本発明の一実施形態は、配列番号９７、配列番号１００、配列番号１０３、配列番号１０６、配列番号１０９、配列番号１１２、配列番号１１５、配列番号１１８、配列番号１２１、配列番号１２４、配列番号１２７、配列番号１３０、配列番号１３３、配列番号１３６、配列番号１３９、配列番号１４２、配列番号１４５、配列番号１４８、配列番号１
５１、配列番号１５４、配列番号１５７、配列番号１６０、配列番号１６３、配列番号１６６、配列番号１６９、配列番号１７２、配列番号１７５、配列番号１７８、配列番号１８１、配列番号１８４、配列番号１８７および配列番号１９０からなる群から（ｆｏｒｍ）選択されるアミノ酸配列と同一である、または少なくとも８０％、少なくとも８５％、少なくとも９０％、少なくとも９５％、少なくとも９７％同一であるアミノ酸配列を備える融合タンパク質である。本発明の一実施形態は、配列番号９７、配列番号１００、配列番号１０３、配列番号１０６、配列番号１０９、配列番号１１２、配列番号１１５、配列番号１１８、配列番号１２１、配列番号１２４、配列番号１２７、配列番号１３０、配列番号１３３、配列番号１３６、配列番号１３９、配列番号１４２、配列番号１４５、配列番号１４８、配列番号１５１、配列番号１５４、配列番号１５７、配列番号１６０、配列番号１６３、配列番号１６６、配列番号１６９、配列番号１７２、配列番号１７５、配列番号１７８、配列番号１８１、配列番号１８４、配列番号１８７および配列番号１９０からなる群から（ｆｏｒｍ）選択されるアミノ酸配列からなる融合タンパク質である。

本発明の融合タンパク質は、本発明の核酸分子によってコードされる。加えて、これは、本発明の核酸構築物によって発現される。
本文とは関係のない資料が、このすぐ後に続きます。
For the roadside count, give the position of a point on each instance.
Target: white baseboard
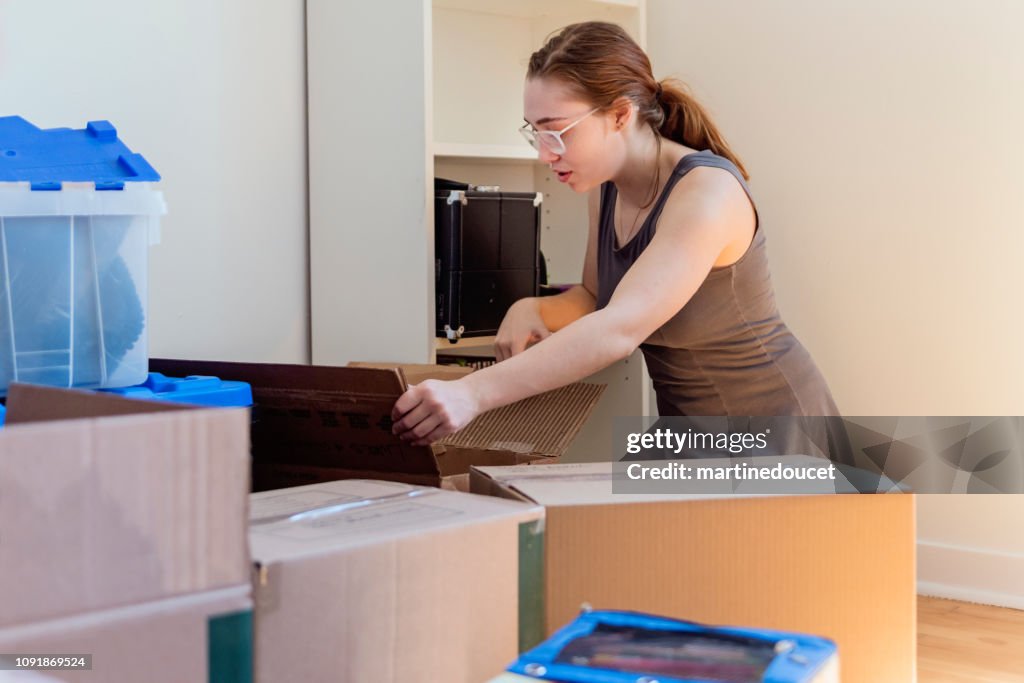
(971, 574)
本明細書において、核酸構築物は、組換え発現ベクターである、すなわち、核酸構築物が、例えば対象または器官、組織または細胞に投与されると、核酸分子がタンパク質の発現をもたらすことができるように、タンパク質をコードする核酸分子に連結されたベクターである。ベクターは、生物、組織または細胞培養物等が挙げられるがこれらに限定されない、ある環境内の細胞への核酸分子の輸送も可能にする。本開示の核酸構築物は、ヒトの介入によって産生される。核酸構築物は、ＤＮＡ、ＲＮＡまたはそれらのバリアントであってよい。ベクターは、ＤＮＡプラスミド、ｍＲＮＡ、ウイルスベクターまたは他のベクターであってよい。一実施形態において、ベクターは、サイトメガロウイルス（ＣＭＶ）、レトロウイルス、アデノウイルス、アデノ随伴ウイルス、ヘルペスウイルス、ワクシニアウイルス、ポリオウイルス、シンドビスウイルスまたは他のいずれかのＤＮＡもしくはＲＮＡウイルスベクターであってよい。一実施形態において、ベクターは、偽型レンチウイルスまたはレトロウイルスベクターであってよい。一実施形態において、ベクターは、ＤＮＡプラスミドであってよい。一実施形態において、ベクターは、核酸分子送達および発現を可能にするウイルス構成成分およびプラスミド構成成分を備えるＤＮＡプラスミドであってよい。本開示の核酸構築物の構築のための方法は周知である。例えば、分子クローニング：実験マニュアル（Ｍｏｌｅｃｕｌａｒ Ｃｌｏｎｉｎｇ： ａ Ｌａｂｏｒａｔｏｒｙ Ｍａｎｕａｌ）、第３版、サムブルックら（Ｓａｍｂｒｏｏｋ ｅｔ ａｌ．）、２００１、コールドスプリングハーバー研究所出版（Ｃｏｌｄ Ｓｐｒｉｎｇ Ｈａｒｂｏｒ Ｌａｂｏｒａｔｏｒｙ Ｐｒｅｓｓ）および分子生物学最新プロトコール（Ｃｕｒｒｅｎｔ Ｐｒｏｔｏｃｏｌｓ ｉｎ Ｍｏｌｅｃｕｌａｒ Ｂｉｏｌｏｇｙ）、オースベルら編（Ａｕｓｕｂｅｌ ｅｔ ａｌ． ｅｄｓ．）、ジョン・ワイリー・アンド・サンズ（Ｊｏｈｎ Ｗｉｌｅｙ ＆ Ｓｏｎｓ）、１９９４を参照されたい。一実施形態において、ベクターは、ＣＭＶ／ＲまたはＣＭＶ／Ｒ ８κＢ（本明細書において、ＣＭＶ／Ｒ ８κｂとも称される）等、ＣＭＶ／Ｒプラスミド等、ＤＮＡプラスミドである。ＣＭＶ／ＲおよびＣＭＶ／Ｒ ８κｂの例は、本明細書に提供されている。ＣＭＶ／Ｒは、２００６年８月２２日公表のＵＳ７，０９４，５９８（Ｂ２）にも記載されている。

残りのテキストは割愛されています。